For its 10th anniversary, d9 goes airborne.

RIGGED

Velocity MainSpace Theater, 915 E. Pine, second floor, 781-7746, $12-$14 8 p.m. Fri.-Sun. runs Fri., Oct. 4-Sun., Oct. 13

MOST DANCERS GET ready for a new work by taking class and doing some aerobics or weight training; for their upcoming show, Rigged, the members of d9 Dance Collective went outside and climbed some trees. It was preparation for the ropes from which they'll swing during Lisa Race's sextet "Tether."

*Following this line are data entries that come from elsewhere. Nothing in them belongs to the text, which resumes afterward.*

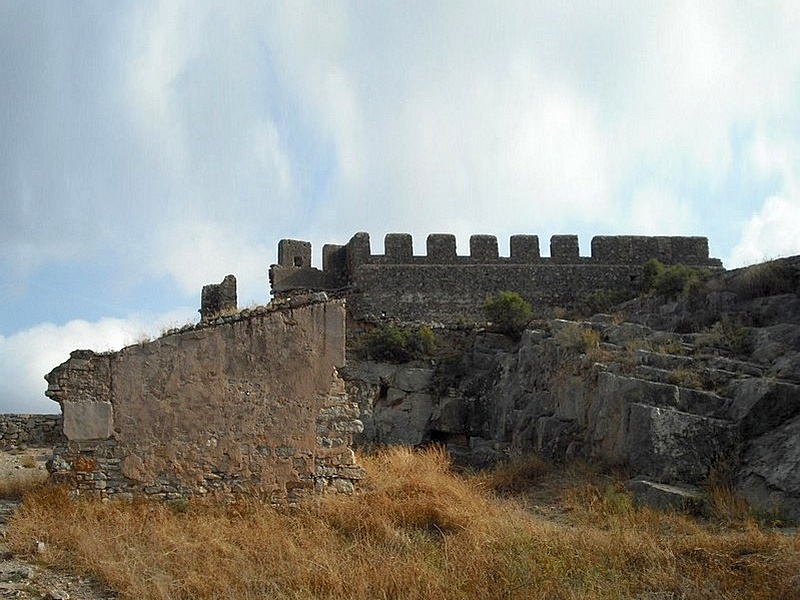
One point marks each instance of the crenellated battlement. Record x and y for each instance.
(564, 249)
(444, 285)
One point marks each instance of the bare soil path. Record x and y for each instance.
(21, 577)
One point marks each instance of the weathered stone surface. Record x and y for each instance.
(770, 474)
(85, 421)
(669, 445)
(665, 497)
(252, 404)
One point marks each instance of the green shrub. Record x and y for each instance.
(393, 342)
(672, 280)
(508, 312)
(766, 279)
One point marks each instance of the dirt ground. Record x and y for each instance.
(21, 577)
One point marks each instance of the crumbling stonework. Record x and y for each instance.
(218, 299)
(445, 287)
(249, 403)
(19, 430)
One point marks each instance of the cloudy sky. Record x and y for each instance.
(148, 148)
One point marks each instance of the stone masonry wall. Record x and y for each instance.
(249, 403)
(18, 430)
(442, 286)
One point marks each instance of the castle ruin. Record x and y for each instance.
(442, 286)
(251, 401)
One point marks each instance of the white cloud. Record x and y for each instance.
(28, 355)
(659, 212)
(770, 233)
(202, 252)
(772, 230)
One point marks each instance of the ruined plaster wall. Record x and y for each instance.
(444, 286)
(250, 404)
(29, 430)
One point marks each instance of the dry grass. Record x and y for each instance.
(416, 531)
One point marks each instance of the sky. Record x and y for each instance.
(149, 148)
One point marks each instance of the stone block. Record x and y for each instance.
(294, 253)
(525, 248)
(670, 445)
(665, 497)
(483, 248)
(564, 249)
(441, 248)
(398, 247)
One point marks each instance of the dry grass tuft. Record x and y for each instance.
(417, 530)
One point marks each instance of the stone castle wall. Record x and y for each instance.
(17, 430)
(443, 286)
(249, 402)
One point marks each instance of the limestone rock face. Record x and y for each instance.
(722, 399)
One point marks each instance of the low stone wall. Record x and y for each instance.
(18, 430)
(251, 403)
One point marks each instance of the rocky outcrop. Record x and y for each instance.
(674, 391)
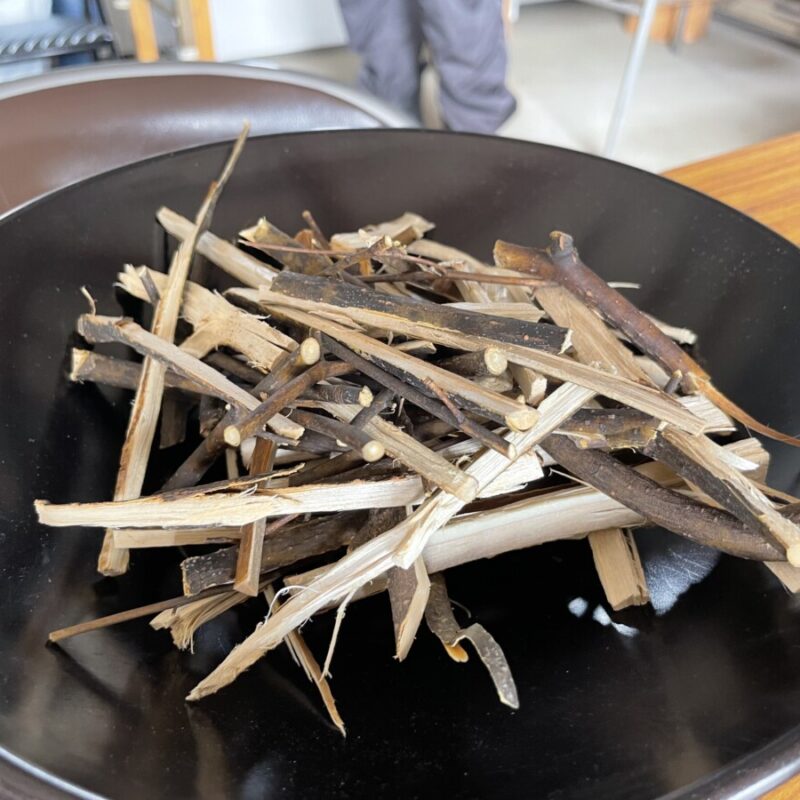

Race, a New York-based choreographer, makes the kind of big, physical dances for which Seattle's d9 has become known over the last 10 years. In addition to her background in modern dance and contact improvisation, you can see hints of gymnastics in her work—the performers spend a considerable amount of time upside down or backside front, with hands taking the place of feet to support their weight. Leaving the floor was the next logical step.

"I wanted to see what it would be like to really fly," says Race.

The "flying" in the piece is as much about endurance as exhilaration: Unlike some aerial work that de-emphasizes the effort, you actually see the muscle it takes to lift oneself onto a rope or a trapeze. The pendulum swing of the rope is disturbed, jerked aside when it shudders into a new direction as the dancers lever themselves into a sequence of positions. You hear the creak of the rope as it stretches, the groan of metal in the rigging. In combination with the suggestion of bells in the music score, the dance resembles the workings of a boat; the end, with the performers caught up in their ropes like fish in a net, reinforces that image.

When Race first made the work for a quartet in 1994, she had difficulty finding a rehearsal space where she could set up her equipment. Most studios didn't have the beams or pipes in the ceiling that could support the dancers' weight, so she wound up slipping into theaters after hours. The challenge of equipment has been an issue for d9's production as well. Company member Michelle Miller saw the dance several years ago and wanted to bring it to Seattle then, but it's only this year that the Velocity space installed the additional pipes in the ceiling needed for the performance.

In addition to "Rigged," d9's 10th- anniversary program will include "Incognito," a new piece by Ecuadoran-born choreographer Pablo Cornejo, and KT Niehoff's light-hearted "White Girls," with music by Amy Denio.

D9 CHOSE "TETHER" the same way it has acquired all of its repertory over the last decade—at the request of its members. Unlike most dance companies, in which a choreographer or director makes decisions, the members of d9 make artistic choices themselves. As a collective, the group shares responsibilities, resulting in a process that's filled with meetings ("Sometimes more meeting than dancing," Miller admits).

This "direction by democracy" aesthetic has brought some exciting choreography to Seattle: dances by Gregg Bielemeier, Joy Kellman, Bebe Miller, and Donna Uchizono, as well as commissioned work by many local artists. Sometimes, though, this smorgasbord approach to programming seems too broad, and you wonder what the company might accomplish if it had an overarching mission. The group considered rotating the artistic direction among the members but finally rejected the idea. After several experiences in other companies where decisions were made for them, says Miller, the dancers feel strongly about keeping that control for themselves, so the independent nature of the group is reflected in its programming.

The traditional dance company structure, with performers as acolytes and directors as leaders, has been shifting for many years. Dancers work in several different ensembles and choreographers job out for individual projects. But d9 has taken a giant step along that continuum. In a world of independent contractors, perhaps its mission will become the standard structure. For a troupe that has set a chunk of dance history on its head, it must seem appropriate to perform upside down.